Perhaps not. Are they obligated to let you get a payday? Is it in their interests to do so? If neither of those is the case, why do you expect they would?
Trying to take this in a more constructive direction though: what happens if I go bankrupt? I have no idea how all of that works, but I can imagine a judge saying this limited transferability clause isn't legal or something. How can I go bankrupt when I kinda-sorta own millions of dollars worth of company stock?
> Trying to take this in a more constructive direction though: what happens if I go bankrupt?
If that is an important real consideration, you should consult an attorney; my general understanding, whixh yoi should not rely on, is that non-transferrability clauses mostly are not enforceable in bankruptcy, with some particular exceptions.
It's a theoretical question, and I'm not trying to be annoying here, just genuinely curious.

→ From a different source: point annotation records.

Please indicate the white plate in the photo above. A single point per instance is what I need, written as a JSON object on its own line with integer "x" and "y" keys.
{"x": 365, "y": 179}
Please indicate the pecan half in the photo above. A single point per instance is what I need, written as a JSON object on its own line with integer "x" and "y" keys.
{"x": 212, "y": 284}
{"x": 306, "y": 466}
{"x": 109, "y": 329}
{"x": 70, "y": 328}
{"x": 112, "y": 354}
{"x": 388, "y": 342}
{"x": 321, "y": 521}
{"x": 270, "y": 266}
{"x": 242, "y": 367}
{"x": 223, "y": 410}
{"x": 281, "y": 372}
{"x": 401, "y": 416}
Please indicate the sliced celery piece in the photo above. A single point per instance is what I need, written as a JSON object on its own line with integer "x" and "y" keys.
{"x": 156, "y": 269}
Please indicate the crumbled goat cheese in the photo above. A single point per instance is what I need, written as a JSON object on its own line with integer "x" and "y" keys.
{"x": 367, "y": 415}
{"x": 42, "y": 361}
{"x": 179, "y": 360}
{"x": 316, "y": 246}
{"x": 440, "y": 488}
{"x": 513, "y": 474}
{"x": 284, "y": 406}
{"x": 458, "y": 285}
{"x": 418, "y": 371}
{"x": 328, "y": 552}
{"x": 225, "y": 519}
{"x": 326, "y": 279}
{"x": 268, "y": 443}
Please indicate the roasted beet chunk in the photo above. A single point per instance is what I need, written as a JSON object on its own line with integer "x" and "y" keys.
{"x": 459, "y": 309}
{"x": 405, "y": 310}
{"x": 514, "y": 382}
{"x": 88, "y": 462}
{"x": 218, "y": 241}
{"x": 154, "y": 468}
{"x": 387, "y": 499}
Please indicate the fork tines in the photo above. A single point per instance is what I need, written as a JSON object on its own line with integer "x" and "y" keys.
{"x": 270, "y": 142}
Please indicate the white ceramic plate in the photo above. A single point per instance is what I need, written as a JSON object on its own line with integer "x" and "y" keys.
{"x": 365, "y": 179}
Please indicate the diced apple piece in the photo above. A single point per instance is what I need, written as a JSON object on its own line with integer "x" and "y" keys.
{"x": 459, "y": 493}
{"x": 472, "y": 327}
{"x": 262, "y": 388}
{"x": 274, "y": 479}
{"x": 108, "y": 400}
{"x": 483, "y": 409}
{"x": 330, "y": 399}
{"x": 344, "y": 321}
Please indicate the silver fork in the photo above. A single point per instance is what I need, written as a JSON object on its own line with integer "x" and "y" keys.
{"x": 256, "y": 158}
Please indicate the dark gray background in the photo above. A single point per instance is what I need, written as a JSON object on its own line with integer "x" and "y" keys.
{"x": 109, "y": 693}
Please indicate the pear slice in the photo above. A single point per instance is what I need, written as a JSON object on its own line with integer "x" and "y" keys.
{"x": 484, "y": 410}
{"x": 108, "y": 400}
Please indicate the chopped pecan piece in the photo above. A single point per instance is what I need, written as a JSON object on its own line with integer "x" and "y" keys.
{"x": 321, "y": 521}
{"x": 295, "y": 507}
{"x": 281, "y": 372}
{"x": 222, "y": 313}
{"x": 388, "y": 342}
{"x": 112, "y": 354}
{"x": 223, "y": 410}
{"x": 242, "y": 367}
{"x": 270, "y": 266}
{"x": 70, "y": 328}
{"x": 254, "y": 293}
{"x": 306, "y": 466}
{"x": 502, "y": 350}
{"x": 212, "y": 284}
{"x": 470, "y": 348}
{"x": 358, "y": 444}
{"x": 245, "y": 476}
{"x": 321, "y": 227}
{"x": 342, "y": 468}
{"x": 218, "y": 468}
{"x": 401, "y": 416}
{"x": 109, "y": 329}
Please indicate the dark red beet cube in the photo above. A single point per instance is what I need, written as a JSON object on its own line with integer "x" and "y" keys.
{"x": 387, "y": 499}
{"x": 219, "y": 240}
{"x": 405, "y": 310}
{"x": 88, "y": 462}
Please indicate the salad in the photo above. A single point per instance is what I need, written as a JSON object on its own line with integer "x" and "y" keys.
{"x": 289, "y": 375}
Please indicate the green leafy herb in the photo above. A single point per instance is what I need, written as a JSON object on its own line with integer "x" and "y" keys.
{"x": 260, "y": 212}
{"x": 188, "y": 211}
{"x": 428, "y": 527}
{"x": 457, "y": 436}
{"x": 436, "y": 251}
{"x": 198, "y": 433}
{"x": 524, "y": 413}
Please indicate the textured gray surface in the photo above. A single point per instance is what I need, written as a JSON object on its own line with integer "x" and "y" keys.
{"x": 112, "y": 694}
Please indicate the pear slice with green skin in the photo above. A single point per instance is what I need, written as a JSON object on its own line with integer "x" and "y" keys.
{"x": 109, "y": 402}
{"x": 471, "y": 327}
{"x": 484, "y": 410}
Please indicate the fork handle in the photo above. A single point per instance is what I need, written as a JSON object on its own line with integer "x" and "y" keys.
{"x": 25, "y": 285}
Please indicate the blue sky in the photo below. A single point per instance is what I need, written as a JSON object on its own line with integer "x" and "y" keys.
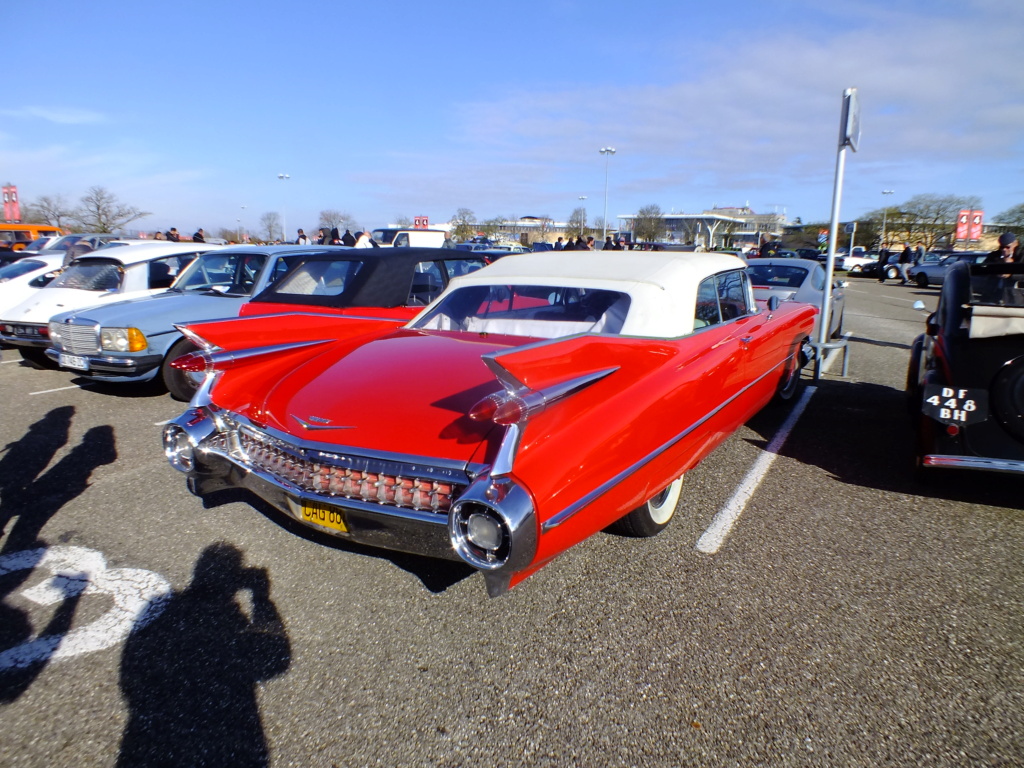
{"x": 190, "y": 110}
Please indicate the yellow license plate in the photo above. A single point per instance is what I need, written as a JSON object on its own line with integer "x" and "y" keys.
{"x": 321, "y": 514}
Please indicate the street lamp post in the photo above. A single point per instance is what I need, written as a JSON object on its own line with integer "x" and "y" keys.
{"x": 606, "y": 152}
{"x": 284, "y": 224}
{"x": 885, "y": 210}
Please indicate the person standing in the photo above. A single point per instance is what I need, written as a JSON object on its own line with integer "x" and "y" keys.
{"x": 1007, "y": 250}
{"x": 905, "y": 259}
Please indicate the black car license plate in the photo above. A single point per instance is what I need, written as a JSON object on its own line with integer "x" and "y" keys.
{"x": 955, "y": 406}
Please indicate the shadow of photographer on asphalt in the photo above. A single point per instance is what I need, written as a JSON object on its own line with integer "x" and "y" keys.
{"x": 189, "y": 677}
{"x": 31, "y": 497}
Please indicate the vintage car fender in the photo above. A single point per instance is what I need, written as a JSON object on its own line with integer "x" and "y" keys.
{"x": 653, "y": 410}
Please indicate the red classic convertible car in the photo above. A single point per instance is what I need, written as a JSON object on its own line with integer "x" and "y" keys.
{"x": 535, "y": 402}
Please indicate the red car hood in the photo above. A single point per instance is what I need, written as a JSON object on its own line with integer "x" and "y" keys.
{"x": 408, "y": 392}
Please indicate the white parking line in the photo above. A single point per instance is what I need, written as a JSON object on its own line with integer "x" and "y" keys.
{"x": 713, "y": 539}
{"x": 58, "y": 389}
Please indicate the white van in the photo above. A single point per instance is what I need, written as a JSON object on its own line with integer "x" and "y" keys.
{"x": 409, "y": 238}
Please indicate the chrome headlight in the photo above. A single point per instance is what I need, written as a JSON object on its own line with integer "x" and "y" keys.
{"x": 55, "y": 333}
{"x": 122, "y": 340}
{"x": 183, "y": 435}
{"x": 493, "y": 525}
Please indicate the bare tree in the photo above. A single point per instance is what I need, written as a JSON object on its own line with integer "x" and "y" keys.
{"x": 926, "y": 218}
{"x": 341, "y": 219}
{"x": 1012, "y": 217}
{"x": 649, "y": 223}
{"x": 270, "y": 223}
{"x": 577, "y": 225}
{"x": 463, "y": 224}
{"x": 49, "y": 210}
{"x": 101, "y": 212}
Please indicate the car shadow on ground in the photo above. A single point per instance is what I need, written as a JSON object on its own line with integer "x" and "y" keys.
{"x": 189, "y": 677}
{"x": 862, "y": 434}
{"x": 435, "y": 574}
{"x": 123, "y": 389}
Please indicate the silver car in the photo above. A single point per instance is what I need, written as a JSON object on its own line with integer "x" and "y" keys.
{"x": 798, "y": 280}
{"x": 934, "y": 272}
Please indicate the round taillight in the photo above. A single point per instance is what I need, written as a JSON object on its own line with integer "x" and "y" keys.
{"x": 484, "y": 410}
{"x": 193, "y": 363}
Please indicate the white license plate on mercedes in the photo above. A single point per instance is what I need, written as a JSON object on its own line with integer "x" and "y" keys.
{"x": 74, "y": 360}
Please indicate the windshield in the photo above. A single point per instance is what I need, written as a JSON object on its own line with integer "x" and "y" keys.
{"x": 220, "y": 271}
{"x": 94, "y": 274}
{"x": 19, "y": 267}
{"x": 538, "y": 311}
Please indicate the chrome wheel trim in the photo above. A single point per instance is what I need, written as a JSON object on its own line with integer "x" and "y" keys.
{"x": 663, "y": 506}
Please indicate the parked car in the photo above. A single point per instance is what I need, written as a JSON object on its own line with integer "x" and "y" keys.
{"x": 535, "y": 403}
{"x": 22, "y": 279}
{"x": 391, "y": 238}
{"x": 135, "y": 339}
{"x": 858, "y": 260}
{"x": 799, "y": 280}
{"x": 102, "y": 276}
{"x": 966, "y": 374}
{"x": 871, "y": 269}
{"x": 393, "y": 284}
{"x": 933, "y": 272}
{"x": 88, "y": 241}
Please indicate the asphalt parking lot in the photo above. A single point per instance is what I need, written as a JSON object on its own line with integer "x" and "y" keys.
{"x": 852, "y": 615}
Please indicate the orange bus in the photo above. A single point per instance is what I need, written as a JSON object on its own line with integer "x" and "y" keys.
{"x": 16, "y": 237}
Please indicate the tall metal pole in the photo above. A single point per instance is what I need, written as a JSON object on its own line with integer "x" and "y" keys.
{"x": 885, "y": 211}
{"x": 606, "y": 152}
{"x": 284, "y": 224}
{"x": 849, "y": 135}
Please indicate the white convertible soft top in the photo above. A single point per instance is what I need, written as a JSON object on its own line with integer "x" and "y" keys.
{"x": 662, "y": 285}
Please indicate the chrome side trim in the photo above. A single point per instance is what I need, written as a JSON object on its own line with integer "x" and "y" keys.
{"x": 513, "y": 433}
{"x": 974, "y": 462}
{"x": 227, "y": 357}
{"x": 600, "y": 491}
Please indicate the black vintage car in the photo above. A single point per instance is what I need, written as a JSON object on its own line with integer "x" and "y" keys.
{"x": 966, "y": 376}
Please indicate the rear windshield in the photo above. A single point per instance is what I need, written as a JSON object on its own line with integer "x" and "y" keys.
{"x": 221, "y": 271}
{"x": 538, "y": 311}
{"x": 320, "y": 279}
{"x": 19, "y": 267}
{"x": 776, "y": 276}
{"x": 94, "y": 274}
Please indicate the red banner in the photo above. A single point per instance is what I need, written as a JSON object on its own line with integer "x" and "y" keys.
{"x": 976, "y": 219}
{"x": 11, "y": 208}
{"x": 963, "y": 224}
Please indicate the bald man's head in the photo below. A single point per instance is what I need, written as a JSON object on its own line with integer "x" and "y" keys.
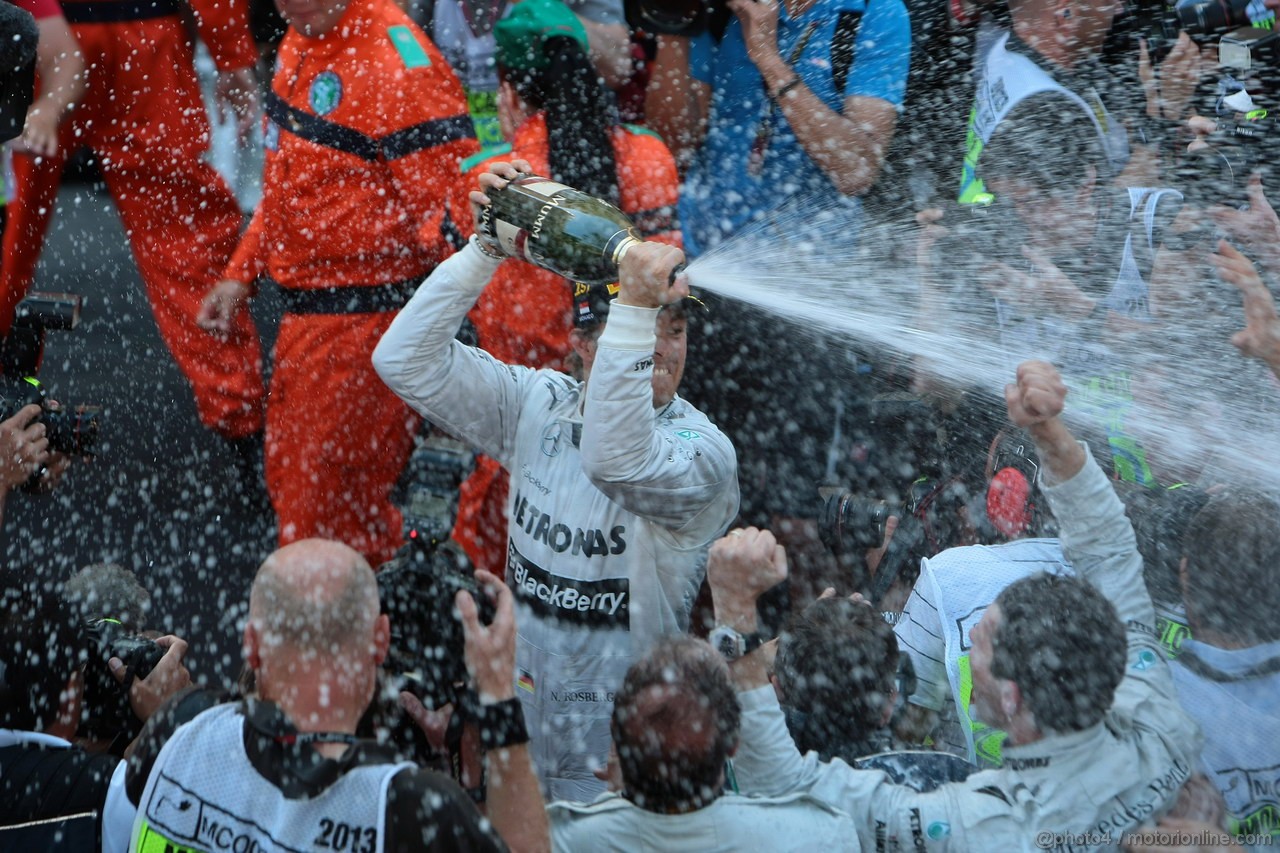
{"x": 314, "y": 596}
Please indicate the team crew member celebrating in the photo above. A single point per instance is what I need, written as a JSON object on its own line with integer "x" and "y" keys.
{"x": 621, "y": 484}
{"x": 368, "y": 129}
{"x": 561, "y": 118}
{"x": 1070, "y": 667}
{"x": 144, "y": 117}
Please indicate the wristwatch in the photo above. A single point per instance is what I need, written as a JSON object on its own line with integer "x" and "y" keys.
{"x": 732, "y": 644}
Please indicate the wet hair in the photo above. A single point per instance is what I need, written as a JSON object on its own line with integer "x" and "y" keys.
{"x": 580, "y": 117}
{"x": 1064, "y": 646}
{"x": 675, "y": 724}
{"x": 109, "y": 591}
{"x": 1233, "y": 547}
{"x": 836, "y": 669}
{"x": 330, "y": 605}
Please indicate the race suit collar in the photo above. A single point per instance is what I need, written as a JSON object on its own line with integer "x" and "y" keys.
{"x": 1055, "y": 747}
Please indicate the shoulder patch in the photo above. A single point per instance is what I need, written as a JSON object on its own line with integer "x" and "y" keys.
{"x": 641, "y": 131}
{"x": 484, "y": 154}
{"x": 410, "y": 49}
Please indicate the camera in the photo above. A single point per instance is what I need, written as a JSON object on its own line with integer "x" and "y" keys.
{"x": 677, "y": 17}
{"x": 1160, "y": 22}
{"x": 106, "y": 701}
{"x": 416, "y": 589}
{"x": 1217, "y": 173}
{"x": 71, "y": 429}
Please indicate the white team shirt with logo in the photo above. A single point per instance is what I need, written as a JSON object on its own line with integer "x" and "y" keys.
{"x": 612, "y": 503}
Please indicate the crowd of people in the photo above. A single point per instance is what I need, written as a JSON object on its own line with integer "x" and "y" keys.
{"x": 778, "y": 606}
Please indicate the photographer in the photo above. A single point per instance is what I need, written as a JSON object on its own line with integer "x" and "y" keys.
{"x": 840, "y": 683}
{"x": 67, "y": 712}
{"x": 283, "y": 766}
{"x": 621, "y": 483}
{"x": 1097, "y": 742}
{"x": 23, "y": 450}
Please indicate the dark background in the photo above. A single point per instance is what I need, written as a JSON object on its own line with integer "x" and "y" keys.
{"x": 160, "y": 497}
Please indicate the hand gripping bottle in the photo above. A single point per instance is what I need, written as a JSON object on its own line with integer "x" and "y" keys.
{"x": 558, "y": 228}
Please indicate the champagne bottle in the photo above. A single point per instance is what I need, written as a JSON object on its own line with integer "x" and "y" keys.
{"x": 558, "y": 228}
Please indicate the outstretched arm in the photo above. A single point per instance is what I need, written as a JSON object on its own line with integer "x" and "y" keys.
{"x": 1261, "y": 334}
{"x": 515, "y": 799}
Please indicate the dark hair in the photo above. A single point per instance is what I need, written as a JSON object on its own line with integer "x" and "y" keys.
{"x": 1041, "y": 141}
{"x": 580, "y": 117}
{"x": 109, "y": 591}
{"x": 41, "y": 646}
{"x": 1063, "y": 644}
{"x": 675, "y": 724}
{"x": 836, "y": 666}
{"x": 1233, "y": 547}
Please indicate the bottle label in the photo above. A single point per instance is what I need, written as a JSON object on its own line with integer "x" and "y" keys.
{"x": 522, "y": 241}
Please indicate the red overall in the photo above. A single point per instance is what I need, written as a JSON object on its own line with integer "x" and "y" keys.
{"x": 145, "y": 118}
{"x": 368, "y": 127}
{"x": 525, "y": 314}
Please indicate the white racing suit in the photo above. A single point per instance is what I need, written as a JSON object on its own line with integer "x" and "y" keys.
{"x": 1066, "y": 792}
{"x": 611, "y": 509}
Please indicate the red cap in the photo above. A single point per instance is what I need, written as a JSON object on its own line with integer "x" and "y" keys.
{"x": 1009, "y": 502}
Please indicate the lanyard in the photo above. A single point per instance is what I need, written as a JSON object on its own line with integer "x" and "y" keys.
{"x": 764, "y": 128}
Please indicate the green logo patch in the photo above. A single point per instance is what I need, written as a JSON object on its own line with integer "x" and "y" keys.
{"x": 1146, "y": 660}
{"x": 408, "y": 48}
{"x": 325, "y": 94}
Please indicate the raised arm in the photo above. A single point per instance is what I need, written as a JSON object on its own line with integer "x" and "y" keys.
{"x": 849, "y": 146}
{"x": 515, "y": 799}
{"x": 465, "y": 391}
{"x": 1098, "y": 542}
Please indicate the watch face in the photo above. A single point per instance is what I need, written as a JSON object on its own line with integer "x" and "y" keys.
{"x": 727, "y": 643}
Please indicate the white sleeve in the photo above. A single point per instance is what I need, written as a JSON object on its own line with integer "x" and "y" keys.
{"x": 118, "y": 813}
{"x": 1098, "y": 542}
{"x": 919, "y": 637}
{"x": 458, "y": 388}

If this stock is non-transferable, does that mean it has an inherent value of zero? Does that mean I can file for bankruptcy and still keep the stock? I just feel like the nature of property rights in this country doesn't square with transferability restrictions. :shrug:
> For example, in a U.S. case, Associated Grocers of Maine, Inc., the Bankruptcy Court for the District of Maine ruled that federal bankruptcy law preempted a restriction on the transfer of the debtor's stock, thereby permitting a sale of the stock free and clear of the restriction.
> If this stock is non-transferable, does that mean it has an inherent value of zero?
The value of stock comes from the claim against the assets in the case of dissolution, the ability ot sell in the market just enables one to realize that value without the company dissolving in whole or (as by issuing dividends) in part.